I have HiSeeu poe security nvr with four cameras. The recorder has a hisilicon Hi 3536 A17 quad core cpu running embedded linux. I want to use the cameras on my network but I want to block access to or from the internet. I have been using luci/network/firewall/Traffic Rules to block the various ip and mac address of the nvr and cameras bysetting use forward reject to "Refuse forward" for the various mac and ip addresses as they appear.
However the router in the embedded linux is creating new addresses which then have to be identified and blocked. The nvr unit is communicating with the attached poe cameras with the NETIP protocol on port 34567. The nvr unit originally connected to the internet via 192.168.1.182 assigned by openwrt which I blocked and it then created a connection at 192.168.1.10 which I also blocked.
An nmap scan of one of the cameras shows
Starting Nmap 7.80 ( https://nmap.org ) at 2020-09-24 09:23 AEST
Nmap scan report for cam.lan (192.168.1.12)
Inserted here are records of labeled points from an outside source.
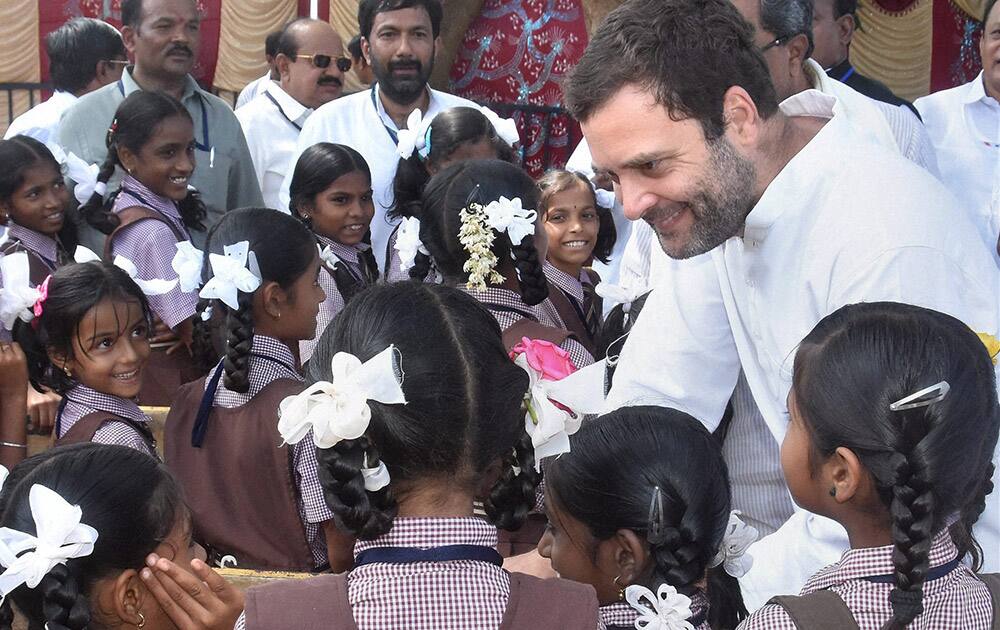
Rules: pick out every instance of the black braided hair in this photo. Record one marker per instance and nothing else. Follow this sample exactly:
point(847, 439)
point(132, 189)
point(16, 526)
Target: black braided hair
point(480, 181)
point(927, 462)
point(463, 411)
point(631, 469)
point(284, 250)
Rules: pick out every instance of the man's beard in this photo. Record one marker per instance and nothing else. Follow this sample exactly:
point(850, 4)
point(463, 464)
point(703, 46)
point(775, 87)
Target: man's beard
point(720, 206)
point(402, 90)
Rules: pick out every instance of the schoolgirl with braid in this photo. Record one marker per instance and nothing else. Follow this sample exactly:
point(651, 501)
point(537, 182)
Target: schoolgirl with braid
point(628, 516)
point(894, 419)
point(152, 139)
point(417, 412)
point(479, 225)
point(331, 193)
point(251, 497)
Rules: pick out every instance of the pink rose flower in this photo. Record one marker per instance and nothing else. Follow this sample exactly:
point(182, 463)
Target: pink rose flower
point(549, 360)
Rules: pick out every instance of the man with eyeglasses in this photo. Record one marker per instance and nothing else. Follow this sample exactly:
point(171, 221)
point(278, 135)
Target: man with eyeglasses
point(311, 65)
point(400, 39)
point(84, 54)
point(163, 37)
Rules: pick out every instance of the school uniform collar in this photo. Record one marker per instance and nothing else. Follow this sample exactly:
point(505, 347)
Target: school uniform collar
point(42, 244)
point(91, 398)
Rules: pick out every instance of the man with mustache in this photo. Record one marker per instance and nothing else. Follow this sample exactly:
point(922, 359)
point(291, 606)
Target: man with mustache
point(774, 216)
point(399, 39)
point(311, 63)
point(163, 37)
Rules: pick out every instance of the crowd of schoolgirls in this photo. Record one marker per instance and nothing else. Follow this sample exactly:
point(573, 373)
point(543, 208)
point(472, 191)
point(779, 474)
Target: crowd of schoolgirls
point(386, 421)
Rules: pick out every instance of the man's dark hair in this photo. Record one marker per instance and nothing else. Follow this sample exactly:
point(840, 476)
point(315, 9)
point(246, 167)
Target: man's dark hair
point(787, 18)
point(354, 47)
point(76, 47)
point(271, 43)
point(687, 53)
point(368, 9)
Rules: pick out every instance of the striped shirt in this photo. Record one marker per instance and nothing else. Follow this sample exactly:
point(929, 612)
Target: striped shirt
point(509, 308)
point(271, 360)
point(151, 245)
point(82, 400)
point(956, 600)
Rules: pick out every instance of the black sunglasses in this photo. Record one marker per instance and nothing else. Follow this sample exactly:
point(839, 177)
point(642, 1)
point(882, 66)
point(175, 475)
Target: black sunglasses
point(323, 61)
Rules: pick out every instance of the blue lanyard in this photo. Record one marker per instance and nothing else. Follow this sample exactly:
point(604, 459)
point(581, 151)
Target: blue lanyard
point(392, 132)
point(207, 145)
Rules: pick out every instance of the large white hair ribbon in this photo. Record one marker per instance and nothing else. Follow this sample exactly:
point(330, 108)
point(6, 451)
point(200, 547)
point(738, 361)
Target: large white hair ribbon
point(59, 536)
point(507, 215)
point(17, 296)
point(556, 408)
point(187, 264)
point(234, 273)
point(155, 286)
point(667, 610)
point(338, 409)
point(408, 243)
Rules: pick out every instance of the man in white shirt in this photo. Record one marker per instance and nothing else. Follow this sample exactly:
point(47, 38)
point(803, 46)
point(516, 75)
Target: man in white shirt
point(777, 218)
point(311, 63)
point(84, 54)
point(964, 125)
point(257, 86)
point(400, 38)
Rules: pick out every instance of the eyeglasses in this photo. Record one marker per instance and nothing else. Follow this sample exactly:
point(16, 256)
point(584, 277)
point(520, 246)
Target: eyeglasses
point(323, 61)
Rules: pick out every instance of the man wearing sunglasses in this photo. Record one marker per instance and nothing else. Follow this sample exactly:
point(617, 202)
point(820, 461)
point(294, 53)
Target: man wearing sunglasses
point(311, 64)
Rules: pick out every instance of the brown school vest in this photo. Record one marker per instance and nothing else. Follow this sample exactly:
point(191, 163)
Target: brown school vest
point(83, 430)
point(322, 602)
point(825, 610)
point(240, 484)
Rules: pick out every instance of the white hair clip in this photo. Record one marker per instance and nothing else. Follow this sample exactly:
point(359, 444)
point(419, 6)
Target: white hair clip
point(148, 287)
point(408, 243)
point(338, 409)
point(187, 264)
point(733, 554)
point(667, 610)
point(59, 536)
point(17, 296)
point(924, 398)
point(507, 215)
point(236, 272)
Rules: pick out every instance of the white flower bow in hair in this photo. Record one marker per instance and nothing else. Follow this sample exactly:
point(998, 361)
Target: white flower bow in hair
point(506, 128)
point(550, 425)
point(413, 137)
point(187, 263)
point(338, 410)
point(60, 536)
point(84, 174)
point(232, 274)
point(507, 215)
point(667, 610)
point(408, 243)
point(733, 554)
point(17, 296)
point(148, 287)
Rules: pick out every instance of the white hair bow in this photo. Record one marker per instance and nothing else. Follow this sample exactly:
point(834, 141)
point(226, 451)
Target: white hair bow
point(408, 243)
point(338, 409)
point(549, 424)
point(233, 273)
point(414, 137)
point(187, 264)
point(17, 296)
point(733, 554)
point(507, 215)
point(84, 174)
point(506, 128)
point(60, 536)
point(149, 287)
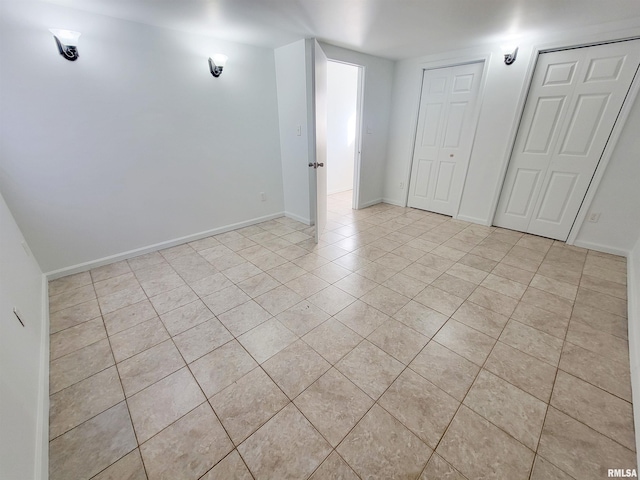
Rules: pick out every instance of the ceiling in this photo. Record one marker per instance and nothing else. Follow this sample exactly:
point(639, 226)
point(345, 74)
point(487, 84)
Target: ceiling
point(387, 28)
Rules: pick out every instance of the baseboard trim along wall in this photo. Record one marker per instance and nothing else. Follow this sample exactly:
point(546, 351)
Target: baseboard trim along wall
point(41, 461)
point(633, 320)
point(83, 267)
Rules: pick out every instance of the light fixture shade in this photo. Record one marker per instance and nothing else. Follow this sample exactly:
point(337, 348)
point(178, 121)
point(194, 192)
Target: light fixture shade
point(66, 37)
point(219, 59)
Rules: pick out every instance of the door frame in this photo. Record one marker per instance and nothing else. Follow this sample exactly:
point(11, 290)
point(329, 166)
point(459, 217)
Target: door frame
point(357, 156)
point(435, 65)
point(607, 153)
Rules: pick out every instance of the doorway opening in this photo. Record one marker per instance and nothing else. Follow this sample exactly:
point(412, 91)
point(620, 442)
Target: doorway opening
point(344, 105)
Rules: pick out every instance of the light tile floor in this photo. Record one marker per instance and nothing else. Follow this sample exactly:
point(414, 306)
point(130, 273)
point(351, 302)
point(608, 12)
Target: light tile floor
point(405, 345)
Host is up (0.022s latency).
Not shown: 996 closed ports
PORT STATE SERVICE
80/tcp open http
554/tcp open rtsp
8000/tcp open http-alt
8899/tcp open ospf-lite
An nmap scan of the nvr unit on its self assigned address shows
Starting Nmap 7.80 ( https://nmap.org ) at 2020-09-24 09:24 AEST
Note: Host seems down. If it is really up, but blocking our ping probes, try -Pn
Nmap done: 1 IP address (0 hosts up) scanned in 3.04 seconds
trev@Nvmeno:~$ nmap -Pn 192.168.1.10
Starting Nmap 7.80 ( https://nmap.org ) at 2020-09-24 09:25 AEST
Nmap scan report for 192.168.1.10
Host is up (0.074s latency).
All 1000 scanned ports on 192.168.1.10 are filtered
looking at my connections under luci/Status/real time graphs /connections I see ICMP connections like
IPV4 ICMP cam.lan:undefined public1.114dns.com:undefined 221.32 KB (2698 Pkts.)
as well as
IPV4 UDP 192.168.1.190:60329 ec2-13-250-71-188.ap-southeast-1.compute.amazonaws.com:8765 29.11 KB (560 Pkts.)
This is from a network address I have blocked under the firewall rules.
I have installed Kali linux on a virtualbox machine but I have no knowledge of using more than basic forensics.
I have openwrt OpenWrt 18.06.4 r7808-ef686b7292 / LuCI openwrt-18.06 branch (git-19.170.32094-4d6d8bc) runnning on
TP-Link TL-WDR3600 v1
Architecture Atheros AR9344 rev 2
I have considered using the /luci/network/switch settings to try and put the nvr on a separate lan setting but I am usure if this would work or how I should proceed.
Do I have to give in and run the system without a connection to my network or what more can I do to prevent access to and from the internet?
Any advice or assistance would be appreciated.